Larson sat at the elegant oak rolltop desk that dominated one end of his otherwise anything-but-elegant living room. If he sat at the desk, the top of which held an antique green banker’s lamp and above which hung a print of an eagle flying over a meadow, his back was to the rest of the room. From here, he could pretend the other part of his living room didn’t exist. Everything else in the room—the stained card table, two folding chairs, a ratty easy chair, and a blue vinyl beanbag chair—only made the place seem more empty and sad.
Taking a sip from the glass he held balanced against his chest, he looked at the framed picture of Ryan that the banker’s lamp illuminated. Ryan had been six when the picture was taken. He’d just lost his front two baby teeth. The resulting gap gave his freckled, blue-eyed face an impish look Larson loved.

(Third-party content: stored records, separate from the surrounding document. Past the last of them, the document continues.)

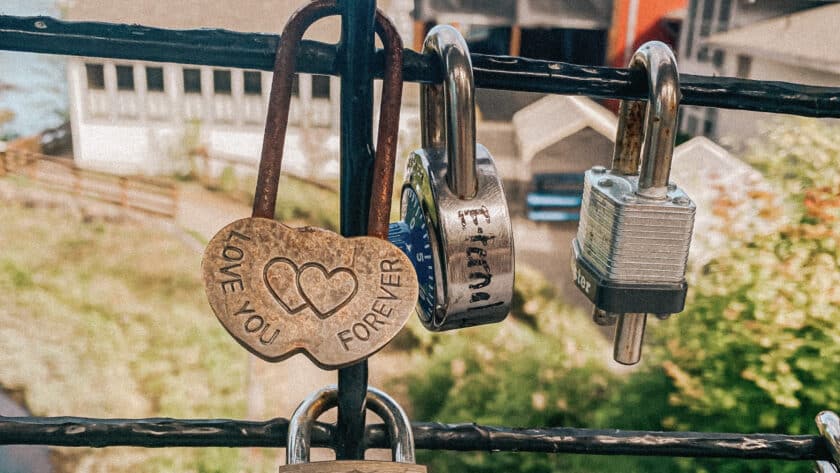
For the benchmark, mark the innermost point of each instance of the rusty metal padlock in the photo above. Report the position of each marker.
(455, 224)
(631, 250)
(280, 290)
(399, 430)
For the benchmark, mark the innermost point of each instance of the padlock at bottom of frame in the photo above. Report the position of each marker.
(399, 430)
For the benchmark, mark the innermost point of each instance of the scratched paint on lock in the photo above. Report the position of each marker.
(280, 290)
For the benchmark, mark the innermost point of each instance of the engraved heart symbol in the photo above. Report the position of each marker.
(261, 277)
(280, 277)
(326, 292)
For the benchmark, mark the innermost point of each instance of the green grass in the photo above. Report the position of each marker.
(110, 320)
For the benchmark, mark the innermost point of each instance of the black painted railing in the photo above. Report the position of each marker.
(357, 63)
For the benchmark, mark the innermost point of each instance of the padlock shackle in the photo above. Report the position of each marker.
(279, 101)
(447, 110)
(658, 131)
(396, 420)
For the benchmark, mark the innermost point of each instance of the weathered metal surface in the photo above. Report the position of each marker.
(399, 429)
(281, 290)
(88, 432)
(256, 51)
(352, 466)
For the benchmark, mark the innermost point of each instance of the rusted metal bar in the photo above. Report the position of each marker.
(88, 432)
(256, 51)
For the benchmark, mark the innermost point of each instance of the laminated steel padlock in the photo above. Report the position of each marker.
(455, 222)
(396, 421)
(280, 290)
(828, 424)
(631, 250)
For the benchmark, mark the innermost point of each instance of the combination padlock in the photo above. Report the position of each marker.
(631, 250)
(396, 421)
(280, 290)
(455, 224)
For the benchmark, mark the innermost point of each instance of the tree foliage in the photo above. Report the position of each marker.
(756, 350)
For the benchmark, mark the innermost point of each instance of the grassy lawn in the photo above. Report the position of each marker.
(110, 320)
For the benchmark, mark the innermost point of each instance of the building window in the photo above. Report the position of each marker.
(709, 122)
(718, 57)
(691, 127)
(192, 81)
(690, 18)
(253, 82)
(743, 68)
(221, 81)
(320, 87)
(724, 14)
(125, 77)
(706, 20)
(154, 79)
(96, 76)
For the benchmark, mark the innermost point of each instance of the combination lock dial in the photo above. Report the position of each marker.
(455, 224)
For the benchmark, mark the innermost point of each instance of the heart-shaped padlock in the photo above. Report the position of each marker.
(280, 290)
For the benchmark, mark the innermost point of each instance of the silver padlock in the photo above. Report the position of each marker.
(455, 222)
(828, 424)
(631, 250)
(399, 429)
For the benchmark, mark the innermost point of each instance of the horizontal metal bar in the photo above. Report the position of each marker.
(88, 432)
(256, 51)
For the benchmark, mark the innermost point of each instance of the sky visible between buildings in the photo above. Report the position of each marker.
(32, 86)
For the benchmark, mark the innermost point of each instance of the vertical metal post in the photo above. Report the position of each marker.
(357, 48)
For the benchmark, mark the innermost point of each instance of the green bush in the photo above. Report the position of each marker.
(757, 349)
(545, 366)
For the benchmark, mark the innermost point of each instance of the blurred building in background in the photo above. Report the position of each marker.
(783, 40)
(162, 108)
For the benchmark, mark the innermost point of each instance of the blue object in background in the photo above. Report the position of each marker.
(555, 198)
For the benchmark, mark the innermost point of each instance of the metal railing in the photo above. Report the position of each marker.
(357, 63)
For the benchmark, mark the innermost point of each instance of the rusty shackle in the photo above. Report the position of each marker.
(277, 118)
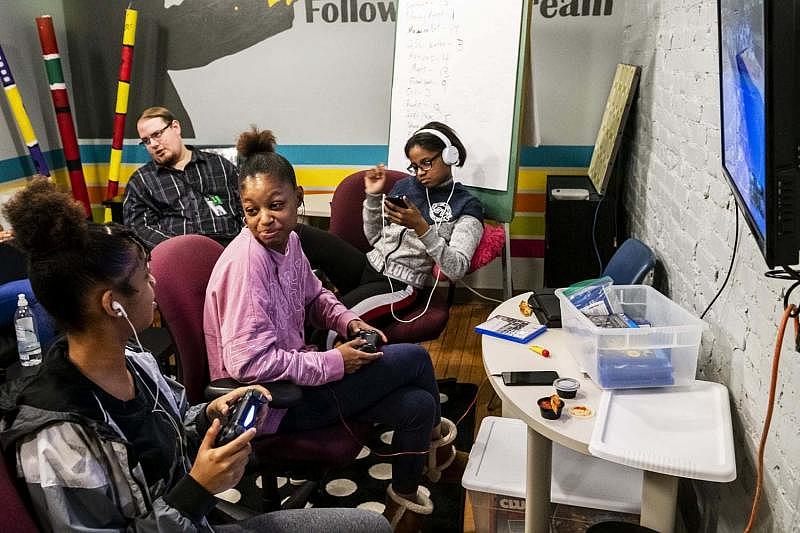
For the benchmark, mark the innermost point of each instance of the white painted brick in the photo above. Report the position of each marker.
(677, 198)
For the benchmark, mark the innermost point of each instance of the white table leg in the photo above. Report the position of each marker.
(537, 491)
(659, 498)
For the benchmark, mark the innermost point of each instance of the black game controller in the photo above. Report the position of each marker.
(372, 338)
(242, 417)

People said Ryan was the spitting image of his dad. Larson guessed he saw it. For sure he and his son shared dirty blond hair, freckles, blue eyes, and a wide mouth. Ryan had gotten his mom’s nose, which was good for Ryan. But sometimes, all Larson saw when he looked at his son were the differences between them. To Larson, his own face looked hard and closed, while Ryan’s was still eager and open.
How long would it stay that way?
A few days before, Larson had gotten a glimpse of what Ryan would look like when the possibilities of childhood collapsed into the obligations of adulthood. Larson had promised, swearing on a stack of comic books no less, that he’d take Ryan to see a movie premiere. Work had gotten in the way, and Larson had canceled. Ryan hadn’t taken it well.
“You don’t do anything you say you’ll do!” Ryan had screamed. His face was red and contorted with crushing disappointment.
“I’m sorry, Ryan.”
Ryan had sniffled. “Teacher says dads are like superheroes. But you’re not. Superheroes don’t break promises.”
Larson’s phone rang, and he snatched it up. Anything that could save him from the memory of his many regrets would be welcome.
“The Stitch Wraith was spotted again,” Chief Monahan rasped. “I want you to get over there.”
“Where?”
“The old fire site … you remember that bizarre fire?”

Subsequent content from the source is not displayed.